Indignação geral justificada com o preço do Play Station 4. O videogame custa R$ 839,00 no Canadá e não passa de R$ 1.500,00 no resto do mundo. As exceções? R$ 2.406,00 na Argentina e R$ 4.000,00 por aqui. As multinacionais seriam mais gananciosas no Brasil?
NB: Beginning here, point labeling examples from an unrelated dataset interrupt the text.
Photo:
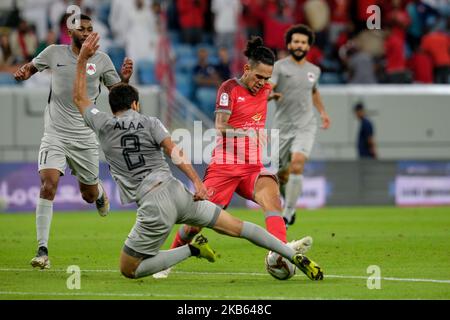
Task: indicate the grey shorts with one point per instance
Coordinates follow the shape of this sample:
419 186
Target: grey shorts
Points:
82 158
160 209
300 140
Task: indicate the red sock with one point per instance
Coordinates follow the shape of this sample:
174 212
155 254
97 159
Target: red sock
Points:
189 234
276 226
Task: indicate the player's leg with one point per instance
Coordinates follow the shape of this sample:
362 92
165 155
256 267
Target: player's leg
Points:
83 159
211 216
51 164
220 191
294 186
158 211
266 194
300 149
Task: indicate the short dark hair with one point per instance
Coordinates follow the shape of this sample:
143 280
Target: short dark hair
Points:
74 18
359 106
302 29
121 96
257 53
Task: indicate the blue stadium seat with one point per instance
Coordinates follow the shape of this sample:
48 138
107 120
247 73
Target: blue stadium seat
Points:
185 64
117 54
146 72
206 98
184 84
7 79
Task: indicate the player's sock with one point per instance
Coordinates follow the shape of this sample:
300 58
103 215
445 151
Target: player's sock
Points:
100 190
275 225
184 235
293 190
163 260
260 237
44 214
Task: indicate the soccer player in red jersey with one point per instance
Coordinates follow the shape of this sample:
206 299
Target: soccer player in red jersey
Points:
236 164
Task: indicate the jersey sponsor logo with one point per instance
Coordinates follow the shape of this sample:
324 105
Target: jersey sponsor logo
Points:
224 99
257 117
91 69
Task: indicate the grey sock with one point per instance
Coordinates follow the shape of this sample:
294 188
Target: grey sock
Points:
44 214
293 190
163 260
262 238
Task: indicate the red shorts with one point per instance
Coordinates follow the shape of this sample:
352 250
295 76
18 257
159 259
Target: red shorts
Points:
222 182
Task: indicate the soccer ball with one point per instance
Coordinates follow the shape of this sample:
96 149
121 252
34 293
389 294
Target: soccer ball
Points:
278 267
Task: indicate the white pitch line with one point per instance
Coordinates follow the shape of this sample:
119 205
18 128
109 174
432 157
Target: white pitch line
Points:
232 274
151 295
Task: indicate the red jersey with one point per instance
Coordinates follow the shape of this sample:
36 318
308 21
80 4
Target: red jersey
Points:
247 111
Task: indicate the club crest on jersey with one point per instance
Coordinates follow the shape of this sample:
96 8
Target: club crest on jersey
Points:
257 117
91 69
223 101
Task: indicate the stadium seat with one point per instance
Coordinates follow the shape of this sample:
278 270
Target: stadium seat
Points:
186 64
183 50
146 72
184 84
7 79
117 54
206 98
Um videogame chamado Capitalismus ajuda a responder. Cada jogador, chamado de empresarium, escolhe entre dois países para lançar seu produto: Ricus ou Carus. Em Ricus, você gasta $2 por produto, cujo sucesso é decidido em um cara ou coroa. Saiu cara? Você cobra $24 (preço de venda), paga $4 de imposto e fica com $20. Descontando os $2 que custou o produto, lucrou $18. Deu coroa? Pela regra, você não vende nada e ainda perde $10, além dos $2 do seu custo, ficando com um prejuízo de $12. Portanto, você ganha $18 em metade das rodadas e perde $12 na outra metade. A cada duas rodadas, você tem um lucro médio de $6.
O segundo país se chama Carus . Nele há 4 regras distintas. 1ª) O custo por produto é de $4. 2ª) O imposto é de $12. Portanto, cada vez que sair cara sobra apenas $8 para você ($24–$12–$4). 3ª) O governo criou um imposto adicional sobre lucro abusivo: metade das vezes que sair cara, ele considerará que saiu coroa. Ao invés de ganhar $24, você perderá $10, que somados aos $4 pagos por rodada totalizam um prejuízo de $14. Em resumo, em Carus, você ganha $8 em ¼ das vezes e perde $14 em ¾ delas. Portanto, a cada 4 rodadas, em média, você tem um prejuízo de $34 ($8–3x$14). 4.ª) O governo pode elevar os impostos a qualquer momento.
Por que os custos por produto são maiores em Carus? Matérias primas, mão de obra, transportes, legislação trabalhista protecionista, infraestrutura precária, burocracia e regulação excessivas, impostos abusivos.
Se as regras parassem por aí ninguém jogaria em Carus, mas em Capitalismus os empresariums determinam os preços de vendas de seus produtos e, por consequência, suas margens de lucro.
Para lucrar em Carus, os mesmos $6 lucrados em média a cada duas rodadas em Ricus, os empresariums teriam de praticar um preço de venda de $58 em cada lançamento bem sucedido, em vez dos $24 praticados em Ricus. Neste caso, em média a cada 4 rodadas, eles ganhariam $54 ($58-$4), e perderiam $42 (3x$14), lucrando $12, o equivalente a $6 de lucro médio a cada duas rodadas em Ricus.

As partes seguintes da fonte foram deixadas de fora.